The British press, far from celebrating the milestones achieved by pharma in the area of vaccines, have a long history of ignorance, which belongs more to the speculation of witchcraft, than modern science. The MMR jab is still reeling after more than one tabloid newspaper insisted – without corroboration – that it could lead to autism in children; that somehow an infant could be ‘injected’ with ‘emotional disconnection’. While children should have enjoyed the benefit of disease protection, to the power of three, parents were instead wrestling with a moral dichotomy. In reality, there was no scientific basis for this ‘judgement’. It was a bit like suggesting that someone who consumes a ham sandwich, is 70% more likely to commit a homicide, within three hours of lunch. It’s all so much baloney. 
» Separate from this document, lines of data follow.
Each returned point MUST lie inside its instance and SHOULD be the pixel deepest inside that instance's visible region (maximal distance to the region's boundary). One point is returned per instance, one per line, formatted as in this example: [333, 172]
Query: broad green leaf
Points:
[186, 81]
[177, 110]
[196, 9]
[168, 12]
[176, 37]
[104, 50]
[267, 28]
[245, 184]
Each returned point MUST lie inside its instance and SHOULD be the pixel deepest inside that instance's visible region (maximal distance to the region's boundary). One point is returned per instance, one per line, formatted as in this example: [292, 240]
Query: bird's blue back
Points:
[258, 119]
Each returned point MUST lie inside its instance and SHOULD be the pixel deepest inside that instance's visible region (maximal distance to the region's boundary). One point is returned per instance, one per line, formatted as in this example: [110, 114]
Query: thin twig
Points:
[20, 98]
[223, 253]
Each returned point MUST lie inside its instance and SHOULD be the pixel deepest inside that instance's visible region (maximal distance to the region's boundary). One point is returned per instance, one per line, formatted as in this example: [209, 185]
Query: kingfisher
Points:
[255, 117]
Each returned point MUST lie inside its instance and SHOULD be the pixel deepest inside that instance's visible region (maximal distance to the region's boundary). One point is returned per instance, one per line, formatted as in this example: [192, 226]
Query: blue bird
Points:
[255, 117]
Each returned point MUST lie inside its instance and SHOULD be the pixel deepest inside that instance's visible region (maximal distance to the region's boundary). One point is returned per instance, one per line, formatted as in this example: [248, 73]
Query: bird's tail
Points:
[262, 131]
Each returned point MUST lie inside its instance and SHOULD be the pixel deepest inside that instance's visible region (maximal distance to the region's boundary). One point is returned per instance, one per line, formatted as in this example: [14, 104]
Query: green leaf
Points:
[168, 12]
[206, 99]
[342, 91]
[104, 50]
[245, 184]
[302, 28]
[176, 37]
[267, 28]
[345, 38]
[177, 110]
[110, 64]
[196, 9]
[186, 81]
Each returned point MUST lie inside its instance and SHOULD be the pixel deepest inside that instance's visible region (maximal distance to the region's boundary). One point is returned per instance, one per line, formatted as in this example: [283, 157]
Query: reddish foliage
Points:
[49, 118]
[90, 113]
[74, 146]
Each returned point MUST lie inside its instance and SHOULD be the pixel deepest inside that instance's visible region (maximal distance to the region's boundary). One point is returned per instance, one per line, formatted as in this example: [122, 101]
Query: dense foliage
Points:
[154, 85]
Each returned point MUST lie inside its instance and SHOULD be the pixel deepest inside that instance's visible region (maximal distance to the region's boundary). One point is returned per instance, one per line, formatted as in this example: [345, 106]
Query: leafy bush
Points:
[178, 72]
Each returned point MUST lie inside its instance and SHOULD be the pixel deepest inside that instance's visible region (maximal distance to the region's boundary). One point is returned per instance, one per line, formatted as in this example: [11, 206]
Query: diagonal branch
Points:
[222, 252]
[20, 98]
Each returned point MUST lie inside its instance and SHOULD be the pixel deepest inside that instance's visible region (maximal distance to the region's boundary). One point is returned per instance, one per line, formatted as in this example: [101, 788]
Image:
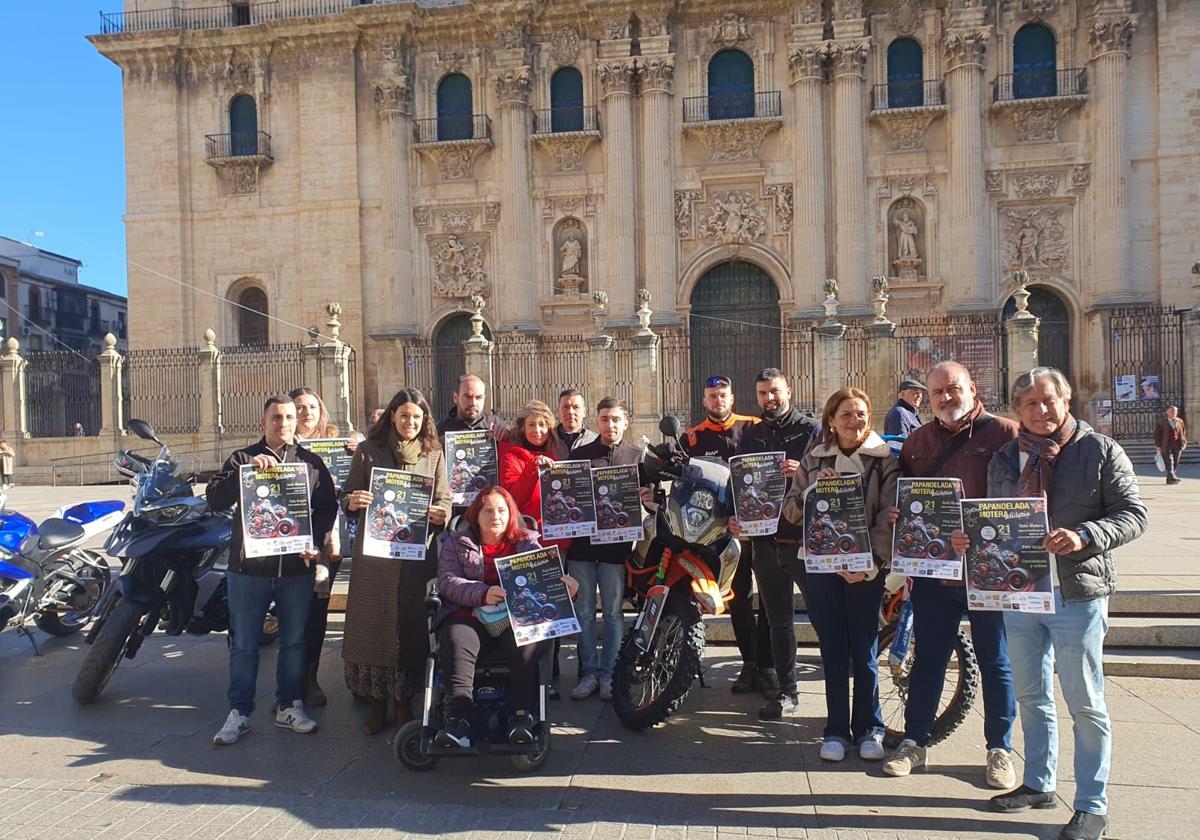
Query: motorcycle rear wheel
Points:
[649, 688]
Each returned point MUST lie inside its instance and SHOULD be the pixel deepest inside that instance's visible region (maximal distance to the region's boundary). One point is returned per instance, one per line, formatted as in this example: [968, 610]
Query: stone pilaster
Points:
[658, 168]
[967, 201]
[1111, 280]
[399, 316]
[515, 229]
[850, 168]
[808, 151]
[619, 246]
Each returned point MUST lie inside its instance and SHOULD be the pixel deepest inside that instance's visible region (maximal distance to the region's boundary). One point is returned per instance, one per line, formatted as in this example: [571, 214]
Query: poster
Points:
[835, 537]
[567, 505]
[275, 514]
[930, 510]
[759, 489]
[1007, 567]
[471, 463]
[539, 604]
[397, 519]
[618, 504]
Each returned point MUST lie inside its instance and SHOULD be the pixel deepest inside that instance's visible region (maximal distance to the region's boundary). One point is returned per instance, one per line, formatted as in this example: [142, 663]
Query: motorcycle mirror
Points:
[670, 426]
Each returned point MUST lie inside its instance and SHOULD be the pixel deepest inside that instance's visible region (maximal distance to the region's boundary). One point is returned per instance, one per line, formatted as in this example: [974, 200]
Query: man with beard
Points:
[958, 443]
[719, 435]
[775, 561]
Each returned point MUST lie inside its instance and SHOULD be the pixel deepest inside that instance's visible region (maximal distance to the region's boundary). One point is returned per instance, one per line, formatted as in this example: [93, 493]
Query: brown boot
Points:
[377, 717]
[313, 695]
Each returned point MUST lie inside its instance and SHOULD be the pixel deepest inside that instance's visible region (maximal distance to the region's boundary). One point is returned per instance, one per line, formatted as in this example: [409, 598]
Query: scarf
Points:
[1038, 473]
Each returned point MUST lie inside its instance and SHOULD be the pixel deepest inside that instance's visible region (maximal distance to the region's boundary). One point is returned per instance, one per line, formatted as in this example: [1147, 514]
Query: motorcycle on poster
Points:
[275, 514]
[1007, 565]
[835, 537]
[397, 519]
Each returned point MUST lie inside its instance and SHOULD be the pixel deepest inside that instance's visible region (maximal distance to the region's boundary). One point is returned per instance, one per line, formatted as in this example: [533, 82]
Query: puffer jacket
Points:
[1093, 486]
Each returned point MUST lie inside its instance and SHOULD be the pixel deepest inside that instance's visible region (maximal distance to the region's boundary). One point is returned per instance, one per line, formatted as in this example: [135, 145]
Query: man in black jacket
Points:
[253, 582]
[603, 565]
[784, 429]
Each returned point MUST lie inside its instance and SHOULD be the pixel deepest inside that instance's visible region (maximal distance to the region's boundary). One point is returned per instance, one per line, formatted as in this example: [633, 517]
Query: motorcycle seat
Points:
[55, 533]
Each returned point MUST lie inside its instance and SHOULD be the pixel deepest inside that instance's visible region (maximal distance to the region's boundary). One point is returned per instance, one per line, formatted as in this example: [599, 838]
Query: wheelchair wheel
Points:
[407, 747]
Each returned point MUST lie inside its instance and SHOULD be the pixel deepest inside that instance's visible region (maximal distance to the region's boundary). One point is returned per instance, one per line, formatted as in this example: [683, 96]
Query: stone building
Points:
[729, 157]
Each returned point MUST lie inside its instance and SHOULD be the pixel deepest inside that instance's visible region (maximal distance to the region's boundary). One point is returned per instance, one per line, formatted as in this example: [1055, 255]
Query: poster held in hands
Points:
[618, 504]
[539, 603]
[276, 517]
[930, 510]
[1007, 565]
[471, 463]
[759, 489]
[397, 519]
[567, 505]
[835, 537]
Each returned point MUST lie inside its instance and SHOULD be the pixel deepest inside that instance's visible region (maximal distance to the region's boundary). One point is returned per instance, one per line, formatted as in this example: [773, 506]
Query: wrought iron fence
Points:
[162, 387]
[63, 388]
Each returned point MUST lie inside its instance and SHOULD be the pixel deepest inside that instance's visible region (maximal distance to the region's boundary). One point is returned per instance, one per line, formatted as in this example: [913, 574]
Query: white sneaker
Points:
[833, 750]
[294, 718]
[235, 726]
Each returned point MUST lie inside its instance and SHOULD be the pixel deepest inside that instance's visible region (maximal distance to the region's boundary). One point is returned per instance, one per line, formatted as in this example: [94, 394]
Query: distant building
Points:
[45, 304]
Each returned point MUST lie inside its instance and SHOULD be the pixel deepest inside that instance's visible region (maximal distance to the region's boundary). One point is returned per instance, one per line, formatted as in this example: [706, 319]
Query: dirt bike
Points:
[682, 569]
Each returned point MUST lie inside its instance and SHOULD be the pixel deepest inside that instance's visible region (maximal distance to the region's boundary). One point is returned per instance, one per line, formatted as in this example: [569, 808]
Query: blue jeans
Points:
[1071, 642]
[846, 617]
[610, 577]
[249, 600]
[936, 613]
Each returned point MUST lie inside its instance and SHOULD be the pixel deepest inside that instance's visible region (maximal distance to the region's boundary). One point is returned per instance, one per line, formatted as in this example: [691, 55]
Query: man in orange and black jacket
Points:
[719, 435]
Vaccines have, however, formed a complex maze – morally, socially and politically – in our collective consciousness. This is underlined by the current meningitis B maelstrom. In the UK this ground-breaking vaccine is only being offered to children below one year of age, leaving anyone above that threshold vulnerable. In the opinion of this author, if we have the knowledge and means to protect our children, that is precisely what we should be doing – and, tragically, there have been some very notable examples of why we should get on with doing it. 
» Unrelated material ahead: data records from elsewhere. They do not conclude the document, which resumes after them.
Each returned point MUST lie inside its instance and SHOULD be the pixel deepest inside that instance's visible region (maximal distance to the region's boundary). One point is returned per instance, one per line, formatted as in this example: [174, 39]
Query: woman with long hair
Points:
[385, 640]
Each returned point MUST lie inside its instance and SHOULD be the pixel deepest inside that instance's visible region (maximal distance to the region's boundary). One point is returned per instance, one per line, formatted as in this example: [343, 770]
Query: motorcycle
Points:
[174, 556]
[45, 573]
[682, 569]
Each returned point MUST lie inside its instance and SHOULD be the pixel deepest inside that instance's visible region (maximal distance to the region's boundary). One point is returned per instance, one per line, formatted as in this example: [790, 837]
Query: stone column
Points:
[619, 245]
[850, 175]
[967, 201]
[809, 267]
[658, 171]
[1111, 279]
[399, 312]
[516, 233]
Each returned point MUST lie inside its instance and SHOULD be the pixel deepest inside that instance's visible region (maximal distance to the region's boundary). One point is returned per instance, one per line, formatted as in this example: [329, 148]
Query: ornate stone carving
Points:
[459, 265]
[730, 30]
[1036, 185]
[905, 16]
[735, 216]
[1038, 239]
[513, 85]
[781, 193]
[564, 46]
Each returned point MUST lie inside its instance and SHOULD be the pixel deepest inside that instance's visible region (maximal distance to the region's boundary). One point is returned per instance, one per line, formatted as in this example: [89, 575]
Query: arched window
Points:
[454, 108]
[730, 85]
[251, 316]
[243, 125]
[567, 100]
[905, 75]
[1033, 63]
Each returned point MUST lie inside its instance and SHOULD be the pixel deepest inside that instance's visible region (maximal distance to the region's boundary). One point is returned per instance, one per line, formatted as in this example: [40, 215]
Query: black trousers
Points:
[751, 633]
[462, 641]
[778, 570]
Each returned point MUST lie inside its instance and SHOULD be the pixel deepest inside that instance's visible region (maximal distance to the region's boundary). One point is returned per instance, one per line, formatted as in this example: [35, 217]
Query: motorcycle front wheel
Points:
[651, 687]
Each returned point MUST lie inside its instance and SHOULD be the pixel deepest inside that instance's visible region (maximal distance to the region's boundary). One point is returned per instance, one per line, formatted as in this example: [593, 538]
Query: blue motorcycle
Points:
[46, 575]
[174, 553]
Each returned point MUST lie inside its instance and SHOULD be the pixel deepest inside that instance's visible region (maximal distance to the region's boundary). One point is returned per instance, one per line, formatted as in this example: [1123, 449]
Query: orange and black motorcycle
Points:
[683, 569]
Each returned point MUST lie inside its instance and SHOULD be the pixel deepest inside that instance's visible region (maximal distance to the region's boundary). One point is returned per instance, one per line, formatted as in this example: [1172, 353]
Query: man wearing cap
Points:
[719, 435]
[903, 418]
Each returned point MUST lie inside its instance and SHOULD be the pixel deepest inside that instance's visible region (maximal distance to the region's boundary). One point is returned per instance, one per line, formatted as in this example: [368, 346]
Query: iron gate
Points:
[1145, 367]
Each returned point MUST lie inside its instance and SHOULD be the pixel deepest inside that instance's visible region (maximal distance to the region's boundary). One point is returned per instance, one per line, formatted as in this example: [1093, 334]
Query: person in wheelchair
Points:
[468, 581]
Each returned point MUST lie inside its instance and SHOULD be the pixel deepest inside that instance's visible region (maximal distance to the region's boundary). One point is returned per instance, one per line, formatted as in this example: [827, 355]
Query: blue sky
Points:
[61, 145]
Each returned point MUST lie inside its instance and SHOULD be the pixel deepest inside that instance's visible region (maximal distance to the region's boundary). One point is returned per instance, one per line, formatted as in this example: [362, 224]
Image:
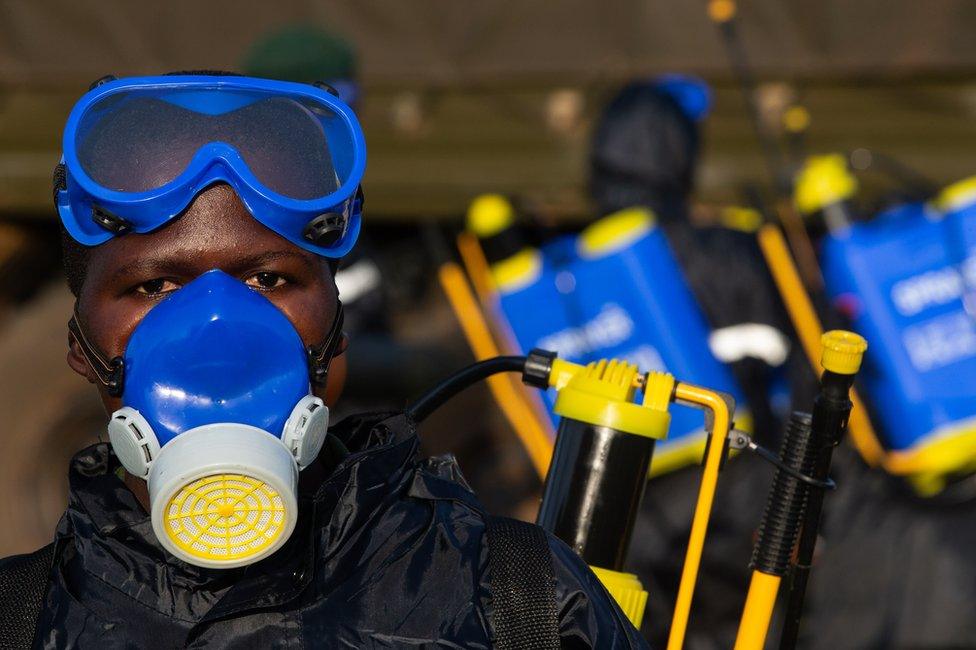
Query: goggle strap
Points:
[320, 356]
[109, 372]
[110, 222]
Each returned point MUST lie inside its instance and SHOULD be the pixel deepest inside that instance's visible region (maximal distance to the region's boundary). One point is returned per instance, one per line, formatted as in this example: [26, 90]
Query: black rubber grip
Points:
[780, 524]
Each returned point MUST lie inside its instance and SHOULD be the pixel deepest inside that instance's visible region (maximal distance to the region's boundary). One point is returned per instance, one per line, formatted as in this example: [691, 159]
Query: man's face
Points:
[127, 276]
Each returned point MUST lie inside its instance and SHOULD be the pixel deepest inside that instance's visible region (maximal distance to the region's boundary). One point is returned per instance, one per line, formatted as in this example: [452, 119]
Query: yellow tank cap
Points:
[517, 271]
[796, 119]
[842, 351]
[822, 181]
[601, 394]
[615, 231]
[958, 195]
[489, 214]
[627, 590]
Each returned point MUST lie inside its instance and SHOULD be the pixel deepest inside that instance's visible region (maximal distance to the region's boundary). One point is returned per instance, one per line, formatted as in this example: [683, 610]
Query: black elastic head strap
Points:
[320, 356]
[110, 372]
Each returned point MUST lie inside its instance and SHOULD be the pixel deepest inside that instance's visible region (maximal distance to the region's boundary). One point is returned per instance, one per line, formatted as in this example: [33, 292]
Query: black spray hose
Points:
[435, 397]
[831, 410]
[780, 524]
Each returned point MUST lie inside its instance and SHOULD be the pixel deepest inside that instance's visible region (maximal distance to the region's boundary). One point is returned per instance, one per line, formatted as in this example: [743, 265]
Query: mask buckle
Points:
[319, 357]
[110, 373]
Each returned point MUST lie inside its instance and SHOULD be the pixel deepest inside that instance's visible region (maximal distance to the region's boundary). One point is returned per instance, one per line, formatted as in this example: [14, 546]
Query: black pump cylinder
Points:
[594, 488]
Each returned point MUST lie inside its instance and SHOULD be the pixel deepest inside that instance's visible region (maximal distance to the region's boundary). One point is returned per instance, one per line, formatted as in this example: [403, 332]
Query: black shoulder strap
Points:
[23, 584]
[523, 586]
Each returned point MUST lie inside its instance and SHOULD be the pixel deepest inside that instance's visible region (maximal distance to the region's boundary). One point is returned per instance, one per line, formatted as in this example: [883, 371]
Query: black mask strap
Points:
[109, 372]
[320, 356]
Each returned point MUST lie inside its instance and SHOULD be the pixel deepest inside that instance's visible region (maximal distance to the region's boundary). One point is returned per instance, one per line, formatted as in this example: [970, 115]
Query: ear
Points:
[77, 361]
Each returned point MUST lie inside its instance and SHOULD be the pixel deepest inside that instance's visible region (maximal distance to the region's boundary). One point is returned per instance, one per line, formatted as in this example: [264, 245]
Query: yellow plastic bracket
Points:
[721, 407]
[627, 590]
[758, 612]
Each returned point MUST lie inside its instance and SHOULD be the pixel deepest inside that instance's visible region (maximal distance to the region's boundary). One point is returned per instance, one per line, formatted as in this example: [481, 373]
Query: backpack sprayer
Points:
[611, 417]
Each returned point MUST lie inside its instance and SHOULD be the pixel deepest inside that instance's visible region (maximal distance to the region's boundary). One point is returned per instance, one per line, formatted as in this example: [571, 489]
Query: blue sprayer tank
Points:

Indeed, we may well ask, if we are prepared to treat people with lung cancer – who knew the risk of smoking – should we not help innocent children, who have done nothing to deserve the suffering brought on by meningitis. If money is the problem, then perhaps a hasty exit from the EU is further incentivised – two weeks’ worth of membership fees would, not only protect our children, but also provide another shot in the arm for an already upbeat pharma industry. If we have any left over, we can ship a consignment off to the developing world. See, you don’t have to know the special handshake, of an anachronistic society, if you aspire to humanitarian ideologies. On that note, it is also worth raising a salute to some remarkable vaccine-based victories achieved by pharma in recent times. Sanofi Pasteur MSD – who have since announced their amicable separation – received the go-ahead for immunising children, between nine and 14, against cervical, vulvar, vaginal and anal cancers. 

Impressively, Boehringer Ingelheim have – once again – defied the perception of big pharma, by helping to fund the development of Amal Therapeutics’ colorectal vaccine, ‘ATP 124’, while also backing its KISIMA technology platform, for a therapeutic tumour vaccination. 

Meanwhile, the summit of vaccination territory, remains immunity against HIV – the cloud that still casts its spectre over mankind, from the nightclubs of London, to the desolate wastelands of India and Africa. Many have hung tantalisingly from the precipices of widespread inoculation, only to fail at advanced phases of the climb. With billions invested, more clinical trials in the pipeline and the promise of game-changing status, an HIV vaccine would not only rid the world of a malignant enemy, but trigger a shift in pharma’s cultural status. 

From a company perspective, vaccines certainly represent a chance to impact on the greatest number of lives, in the shortest amount of time. Or, as a slightly cynical pharma veteran, who shall remain nameless, put it, "rather than providing a few ill people, with treatment they do need, its far better to provide 100,000 vaccines to people who don’t." Actually, the motivation, when it comes to global pandemics, is largely irrelevant. I’m in no doubt, however, that pharma is on a crusade against these diseases, because having a fair chance, is a basic human right, and protecting that – and the citizens of the world – is the enduring reason that this industry exists at all.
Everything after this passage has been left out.